Jesse and Kirsty were up and working before the camera crew or tradies arrived each morning and were still working long after they left at the end of the day.
"Nothing like this has ever happened to us before so we wanted to make the most of every minute of every day," Jesse says.
The life-changing potential of being on the show was not lost on either of them. This year's winner takes home $100,000 plus whatever profits their home makes on auction day. "We just knew there were so many people who would want to be in our shoes. So we just gave it all we had," Jesse says.

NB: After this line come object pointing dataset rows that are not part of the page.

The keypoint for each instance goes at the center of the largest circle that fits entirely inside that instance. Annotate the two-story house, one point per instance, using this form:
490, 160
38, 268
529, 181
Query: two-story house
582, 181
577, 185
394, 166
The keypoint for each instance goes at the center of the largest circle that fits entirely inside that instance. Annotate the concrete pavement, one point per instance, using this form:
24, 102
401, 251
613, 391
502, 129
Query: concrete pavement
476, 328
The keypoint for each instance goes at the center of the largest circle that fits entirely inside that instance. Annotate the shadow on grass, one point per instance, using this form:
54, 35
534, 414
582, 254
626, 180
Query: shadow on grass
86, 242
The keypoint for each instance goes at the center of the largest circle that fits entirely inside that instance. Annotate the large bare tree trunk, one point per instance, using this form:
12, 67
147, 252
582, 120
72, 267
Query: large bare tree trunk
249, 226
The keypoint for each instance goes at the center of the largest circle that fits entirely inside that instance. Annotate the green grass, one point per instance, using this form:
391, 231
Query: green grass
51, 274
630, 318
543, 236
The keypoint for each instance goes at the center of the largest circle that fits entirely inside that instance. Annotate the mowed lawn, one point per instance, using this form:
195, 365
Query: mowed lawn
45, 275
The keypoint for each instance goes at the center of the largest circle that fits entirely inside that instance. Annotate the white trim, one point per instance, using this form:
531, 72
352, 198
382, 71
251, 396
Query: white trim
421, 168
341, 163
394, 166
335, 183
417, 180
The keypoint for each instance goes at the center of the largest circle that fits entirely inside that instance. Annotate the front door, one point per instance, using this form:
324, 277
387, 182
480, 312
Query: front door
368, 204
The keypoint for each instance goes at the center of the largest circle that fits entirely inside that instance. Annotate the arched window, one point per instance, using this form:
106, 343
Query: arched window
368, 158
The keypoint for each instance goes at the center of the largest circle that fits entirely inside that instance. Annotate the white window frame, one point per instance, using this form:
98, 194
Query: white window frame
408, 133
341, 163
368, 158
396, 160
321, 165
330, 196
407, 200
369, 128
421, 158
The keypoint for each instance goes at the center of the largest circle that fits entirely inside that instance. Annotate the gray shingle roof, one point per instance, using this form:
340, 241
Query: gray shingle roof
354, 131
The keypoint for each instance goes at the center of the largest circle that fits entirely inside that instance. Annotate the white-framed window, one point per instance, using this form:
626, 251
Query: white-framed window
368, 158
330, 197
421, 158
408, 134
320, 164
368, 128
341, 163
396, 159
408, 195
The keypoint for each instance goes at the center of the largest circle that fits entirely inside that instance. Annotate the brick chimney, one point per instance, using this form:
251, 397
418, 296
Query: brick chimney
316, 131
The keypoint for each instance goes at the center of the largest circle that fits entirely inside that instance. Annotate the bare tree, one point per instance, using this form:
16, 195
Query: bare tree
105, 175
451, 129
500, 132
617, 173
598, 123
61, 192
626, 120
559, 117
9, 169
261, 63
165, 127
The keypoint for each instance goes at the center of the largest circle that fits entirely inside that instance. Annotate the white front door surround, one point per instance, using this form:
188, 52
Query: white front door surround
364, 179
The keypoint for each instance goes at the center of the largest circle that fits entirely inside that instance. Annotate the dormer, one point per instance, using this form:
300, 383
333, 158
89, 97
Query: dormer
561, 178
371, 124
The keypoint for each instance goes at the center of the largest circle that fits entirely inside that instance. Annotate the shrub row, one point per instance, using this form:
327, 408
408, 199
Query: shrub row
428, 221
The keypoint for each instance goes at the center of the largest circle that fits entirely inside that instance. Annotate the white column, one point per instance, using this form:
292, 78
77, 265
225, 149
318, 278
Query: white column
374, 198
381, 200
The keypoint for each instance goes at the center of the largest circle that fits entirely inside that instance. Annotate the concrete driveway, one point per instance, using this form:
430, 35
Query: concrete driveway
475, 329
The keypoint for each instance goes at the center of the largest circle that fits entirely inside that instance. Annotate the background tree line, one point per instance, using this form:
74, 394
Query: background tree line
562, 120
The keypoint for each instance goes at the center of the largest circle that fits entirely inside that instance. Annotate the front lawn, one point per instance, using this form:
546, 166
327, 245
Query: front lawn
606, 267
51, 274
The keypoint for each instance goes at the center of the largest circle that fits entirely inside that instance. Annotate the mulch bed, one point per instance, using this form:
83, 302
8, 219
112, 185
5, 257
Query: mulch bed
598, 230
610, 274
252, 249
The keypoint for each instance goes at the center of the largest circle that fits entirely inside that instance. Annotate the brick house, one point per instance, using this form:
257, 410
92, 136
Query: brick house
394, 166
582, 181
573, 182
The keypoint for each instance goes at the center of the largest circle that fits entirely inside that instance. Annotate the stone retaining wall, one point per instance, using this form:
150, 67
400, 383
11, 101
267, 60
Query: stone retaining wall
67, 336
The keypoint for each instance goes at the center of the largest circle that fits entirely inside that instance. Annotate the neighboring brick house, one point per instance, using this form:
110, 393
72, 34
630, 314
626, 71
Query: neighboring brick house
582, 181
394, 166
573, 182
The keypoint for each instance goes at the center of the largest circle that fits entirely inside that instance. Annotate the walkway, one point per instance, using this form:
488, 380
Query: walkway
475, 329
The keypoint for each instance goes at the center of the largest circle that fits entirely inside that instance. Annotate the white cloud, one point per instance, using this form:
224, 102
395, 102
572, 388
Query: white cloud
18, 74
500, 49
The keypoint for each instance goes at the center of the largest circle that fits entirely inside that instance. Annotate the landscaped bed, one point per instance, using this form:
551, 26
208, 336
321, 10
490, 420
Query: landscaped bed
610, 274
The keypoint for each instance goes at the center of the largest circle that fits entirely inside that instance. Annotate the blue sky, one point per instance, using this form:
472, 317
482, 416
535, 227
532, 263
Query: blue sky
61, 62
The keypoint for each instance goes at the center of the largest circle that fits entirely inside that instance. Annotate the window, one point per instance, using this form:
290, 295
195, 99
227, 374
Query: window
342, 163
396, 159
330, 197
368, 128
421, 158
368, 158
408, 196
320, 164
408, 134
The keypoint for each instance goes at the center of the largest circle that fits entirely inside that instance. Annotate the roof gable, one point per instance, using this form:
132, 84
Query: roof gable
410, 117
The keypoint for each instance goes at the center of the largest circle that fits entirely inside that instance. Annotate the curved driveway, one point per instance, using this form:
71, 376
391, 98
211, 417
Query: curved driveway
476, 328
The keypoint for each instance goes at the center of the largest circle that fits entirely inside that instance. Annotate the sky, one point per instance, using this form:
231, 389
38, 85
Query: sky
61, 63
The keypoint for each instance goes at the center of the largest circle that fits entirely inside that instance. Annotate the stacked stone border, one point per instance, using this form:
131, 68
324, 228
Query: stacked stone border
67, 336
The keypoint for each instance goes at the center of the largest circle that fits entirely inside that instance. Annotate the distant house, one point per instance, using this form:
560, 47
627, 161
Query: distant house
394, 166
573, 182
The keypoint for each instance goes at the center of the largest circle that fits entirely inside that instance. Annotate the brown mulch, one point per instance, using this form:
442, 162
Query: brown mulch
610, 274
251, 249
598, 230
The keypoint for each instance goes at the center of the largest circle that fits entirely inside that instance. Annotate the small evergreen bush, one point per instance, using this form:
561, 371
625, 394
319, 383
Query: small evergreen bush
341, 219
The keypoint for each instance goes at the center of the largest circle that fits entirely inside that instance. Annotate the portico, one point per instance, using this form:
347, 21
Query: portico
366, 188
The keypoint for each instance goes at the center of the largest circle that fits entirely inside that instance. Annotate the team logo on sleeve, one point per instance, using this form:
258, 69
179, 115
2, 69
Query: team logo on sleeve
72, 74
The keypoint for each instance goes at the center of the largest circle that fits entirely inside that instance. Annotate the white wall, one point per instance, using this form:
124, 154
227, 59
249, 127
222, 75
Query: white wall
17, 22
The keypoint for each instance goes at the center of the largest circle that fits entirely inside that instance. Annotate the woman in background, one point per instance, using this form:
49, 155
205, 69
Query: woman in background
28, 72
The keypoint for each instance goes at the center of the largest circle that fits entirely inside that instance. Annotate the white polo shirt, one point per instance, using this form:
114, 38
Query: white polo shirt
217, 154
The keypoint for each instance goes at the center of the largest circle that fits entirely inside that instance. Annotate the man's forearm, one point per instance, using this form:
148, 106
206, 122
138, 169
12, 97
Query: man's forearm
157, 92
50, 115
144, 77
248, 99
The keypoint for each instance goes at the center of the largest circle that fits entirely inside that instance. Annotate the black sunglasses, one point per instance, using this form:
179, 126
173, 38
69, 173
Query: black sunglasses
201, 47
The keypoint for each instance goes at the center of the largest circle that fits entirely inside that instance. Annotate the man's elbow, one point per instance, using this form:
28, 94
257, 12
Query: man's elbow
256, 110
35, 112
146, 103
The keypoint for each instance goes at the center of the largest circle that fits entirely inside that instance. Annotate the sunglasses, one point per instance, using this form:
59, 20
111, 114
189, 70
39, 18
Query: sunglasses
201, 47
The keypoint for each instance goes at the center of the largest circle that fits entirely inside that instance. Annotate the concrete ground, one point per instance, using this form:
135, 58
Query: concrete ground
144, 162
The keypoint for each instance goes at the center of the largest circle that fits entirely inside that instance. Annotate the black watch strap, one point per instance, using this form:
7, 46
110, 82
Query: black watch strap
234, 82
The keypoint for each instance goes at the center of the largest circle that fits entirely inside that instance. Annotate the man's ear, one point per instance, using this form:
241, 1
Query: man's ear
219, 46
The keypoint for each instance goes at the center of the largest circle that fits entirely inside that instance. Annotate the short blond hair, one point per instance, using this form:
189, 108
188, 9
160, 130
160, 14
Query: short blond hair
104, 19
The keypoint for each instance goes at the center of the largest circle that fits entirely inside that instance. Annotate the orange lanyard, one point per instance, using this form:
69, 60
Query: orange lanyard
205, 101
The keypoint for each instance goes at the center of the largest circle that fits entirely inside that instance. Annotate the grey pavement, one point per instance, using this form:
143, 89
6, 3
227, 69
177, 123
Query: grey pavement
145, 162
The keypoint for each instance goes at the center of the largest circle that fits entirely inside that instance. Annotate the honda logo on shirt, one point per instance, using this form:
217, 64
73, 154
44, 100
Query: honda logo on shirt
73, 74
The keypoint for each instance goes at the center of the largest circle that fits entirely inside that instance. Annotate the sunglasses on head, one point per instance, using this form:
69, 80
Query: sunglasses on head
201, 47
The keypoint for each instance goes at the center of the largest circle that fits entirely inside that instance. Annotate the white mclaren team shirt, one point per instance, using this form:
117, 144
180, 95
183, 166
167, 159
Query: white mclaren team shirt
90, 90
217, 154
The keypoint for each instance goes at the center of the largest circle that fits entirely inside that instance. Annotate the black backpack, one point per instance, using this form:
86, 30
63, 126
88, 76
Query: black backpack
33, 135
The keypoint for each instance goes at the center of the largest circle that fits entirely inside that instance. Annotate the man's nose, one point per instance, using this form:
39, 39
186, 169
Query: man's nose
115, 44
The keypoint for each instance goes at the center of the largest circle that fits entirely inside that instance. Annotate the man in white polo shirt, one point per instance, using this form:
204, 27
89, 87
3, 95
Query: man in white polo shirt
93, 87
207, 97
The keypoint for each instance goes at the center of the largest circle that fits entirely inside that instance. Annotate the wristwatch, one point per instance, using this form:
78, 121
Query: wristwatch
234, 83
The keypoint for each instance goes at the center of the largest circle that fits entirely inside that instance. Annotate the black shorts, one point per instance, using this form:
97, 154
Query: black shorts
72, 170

No matter the outcome, Jesse and Kirsty reckon they're already winners due to the friendships they have made on The Block.
"We all worked together really well and we became really close to Mitch and Mark, and Ronnie and Georgia," Kirsty says.
"Our favourite part of the show, what we will take away with us, is the people we met and the friendships we made. Hopefully they will last a lifetime."